With no legal incentive to control expenses, compensation of senior foundation officials has grown at a rapid rate. Ford, for example, has six employees outside of its investment team who made more than $500,000 in total compensation in 2019. The president of the Rockefeller Foundation made more than $1.2 million that year.

The biggest constraint on expenses is the risk of salaries, board travel, and similar costs appearing on the front page of the local newspaper. But transparency in this case seems to be an ineffective control on costs. The result is that money that should go to worthwhile nonprofits is instead diverted to salaries, fancy buildings, and first-class travel. For 10 of the largest grant-making foundations in America, these charitable expenses are more than $1.5 billion.

Like the Philanthropy Roundtable, we believe it’s time to raise serious questions about counting staggering staff and administrative expenses as part of the disbursement requirement. And we call upon large foundations to join us and the Roundtable in this effort.

The intention of our initial op-ed and this letter is to remind Americans that the charitable world is one of our nation’s greatest strengths but that it is increasingly under threat from a variety of sources. Some want to contort charitable nonprofits into tax-deductible activist political cadres. Some want to support family and friends, bloated staffs, and elegant headquarters, using dollars otherwise intended for charitable purposes. Some want to park deductible dollars indefinitely in donor-advised funds, with no certain date for disbursement to working charities.

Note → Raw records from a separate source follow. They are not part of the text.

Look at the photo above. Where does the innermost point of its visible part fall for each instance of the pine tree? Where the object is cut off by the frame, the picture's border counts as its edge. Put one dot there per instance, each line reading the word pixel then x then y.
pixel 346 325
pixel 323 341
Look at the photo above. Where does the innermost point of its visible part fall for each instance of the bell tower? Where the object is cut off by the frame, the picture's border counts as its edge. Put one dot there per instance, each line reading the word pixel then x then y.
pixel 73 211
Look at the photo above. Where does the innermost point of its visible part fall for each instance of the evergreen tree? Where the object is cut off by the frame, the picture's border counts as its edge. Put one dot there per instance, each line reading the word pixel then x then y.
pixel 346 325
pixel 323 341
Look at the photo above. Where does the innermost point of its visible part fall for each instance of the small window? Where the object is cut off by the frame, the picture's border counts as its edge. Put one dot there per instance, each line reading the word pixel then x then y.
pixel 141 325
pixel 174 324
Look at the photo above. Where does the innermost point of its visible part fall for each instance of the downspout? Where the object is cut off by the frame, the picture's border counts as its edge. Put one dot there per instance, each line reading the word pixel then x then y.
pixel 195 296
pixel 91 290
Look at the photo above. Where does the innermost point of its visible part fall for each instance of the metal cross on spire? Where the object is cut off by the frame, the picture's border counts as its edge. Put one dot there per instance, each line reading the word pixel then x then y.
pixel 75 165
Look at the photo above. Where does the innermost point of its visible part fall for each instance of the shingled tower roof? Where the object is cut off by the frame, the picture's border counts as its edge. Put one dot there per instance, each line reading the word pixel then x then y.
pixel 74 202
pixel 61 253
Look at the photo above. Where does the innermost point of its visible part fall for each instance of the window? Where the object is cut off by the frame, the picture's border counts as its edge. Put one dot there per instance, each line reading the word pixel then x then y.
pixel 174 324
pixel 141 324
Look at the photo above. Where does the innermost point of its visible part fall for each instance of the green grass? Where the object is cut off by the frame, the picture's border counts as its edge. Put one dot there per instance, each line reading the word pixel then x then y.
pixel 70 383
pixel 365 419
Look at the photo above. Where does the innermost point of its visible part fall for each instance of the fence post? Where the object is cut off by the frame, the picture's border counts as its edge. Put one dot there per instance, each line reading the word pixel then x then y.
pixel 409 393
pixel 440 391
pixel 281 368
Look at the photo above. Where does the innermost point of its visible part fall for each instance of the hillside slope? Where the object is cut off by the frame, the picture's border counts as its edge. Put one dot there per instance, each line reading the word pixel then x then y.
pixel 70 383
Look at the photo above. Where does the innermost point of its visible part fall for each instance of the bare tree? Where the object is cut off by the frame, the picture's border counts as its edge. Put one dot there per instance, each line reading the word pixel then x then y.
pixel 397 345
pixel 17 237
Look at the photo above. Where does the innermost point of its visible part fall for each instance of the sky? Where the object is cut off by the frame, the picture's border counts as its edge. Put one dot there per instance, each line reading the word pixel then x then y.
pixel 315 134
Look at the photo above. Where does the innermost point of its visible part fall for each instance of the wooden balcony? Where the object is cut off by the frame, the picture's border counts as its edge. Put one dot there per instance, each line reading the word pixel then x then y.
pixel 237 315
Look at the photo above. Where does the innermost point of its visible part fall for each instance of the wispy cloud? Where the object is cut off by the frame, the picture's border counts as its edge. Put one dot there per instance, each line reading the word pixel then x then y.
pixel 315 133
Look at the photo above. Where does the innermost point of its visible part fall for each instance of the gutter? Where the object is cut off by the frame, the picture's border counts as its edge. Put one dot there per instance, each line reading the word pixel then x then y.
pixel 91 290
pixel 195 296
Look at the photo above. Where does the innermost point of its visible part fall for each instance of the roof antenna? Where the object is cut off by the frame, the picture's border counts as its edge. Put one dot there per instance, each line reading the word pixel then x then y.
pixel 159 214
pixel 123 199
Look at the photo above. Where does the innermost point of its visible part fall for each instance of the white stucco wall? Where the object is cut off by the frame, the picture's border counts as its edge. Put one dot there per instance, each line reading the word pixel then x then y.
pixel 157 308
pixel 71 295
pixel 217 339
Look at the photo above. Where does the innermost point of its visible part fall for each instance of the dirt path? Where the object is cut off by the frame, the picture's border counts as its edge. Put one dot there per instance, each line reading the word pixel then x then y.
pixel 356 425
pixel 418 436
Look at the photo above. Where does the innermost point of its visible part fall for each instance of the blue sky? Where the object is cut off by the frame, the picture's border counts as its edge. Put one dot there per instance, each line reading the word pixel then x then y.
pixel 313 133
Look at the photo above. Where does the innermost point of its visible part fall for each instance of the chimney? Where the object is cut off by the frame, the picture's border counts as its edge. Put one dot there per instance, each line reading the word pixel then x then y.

Certainly those can be pursued using other means within a free republic. But they aren’t charity, and they aren’t what the charitable deduction was intended to support. It’s time for a serious national conversation about reforms to reverse this course. The Arnold-Madoff proposal, as well as the Roundtable’s challenge to bloated foundation expenses, should be considered among possible reforms needed to return charity to its true purpose.